Je vois une enfant, assise sur le rivage. Elle a les yeux plein d’eau, et ce qu’elle voit, ce qu’elle est seule à voir, semble la bouleverser. Sa respiration est douce comme celle d’une grand-mère qui aurait tout vu, tout vécu. Son souffle, déjà, est celui de l’artiste qui façonne un monde à partir de bouts de rien, qui prend diverses pièces du puzzle qu’est notre vie pour les réaménager ensemble, leur redonner du sens et de la valeur.
Il y a un an, me raconte-t-elle, la mer a ramené une baleine, juste là. Elle l’a redonné aux gens, comme un symbole. Elle avait le cœur gros comme l’océan, et tous les humains qui l’ont vue ont dû se recueillir devant tant de grandeur. Cette grand-mère baleine qui portait en son sein tous ces gens qui la regardaient.
L’enfant est revenue aujourd’hui, un an jour pour jour, la saluer.
Elle revient lui rendre hommage, lui faire honneur.
Parce que c’est tout ce qu’elle a le pouvoir de faire, avec ses petites mains.

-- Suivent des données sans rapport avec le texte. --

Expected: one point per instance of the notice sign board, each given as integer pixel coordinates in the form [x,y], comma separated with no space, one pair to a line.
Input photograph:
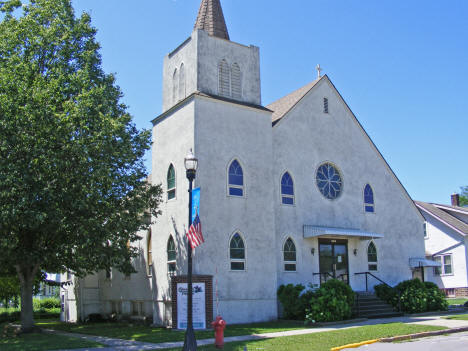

Je t’entends, te vois, petite fille.
Un jour, tu recevras mon appel.
Un jour, je viendrai chez toi.
Maryse Goudreau envisage la mémoire, la transmission du savoir, comme une arme contre l’insouciance et la désolidarisation. Dans son travail, c’est moins l’oeuvre elle-même que la prise de vue, que la rencontre qui entoure cette oeuvre, qui l’intéresse le plus. Pour Le chant des pistes, elle s’intéresse au phénomène des baleines échouées aux Îles-de-la-Madeleine et aux os conservés. Elle invite également les Madelinots, le 22 juin, à une prise de vue collective au Musée de la mer.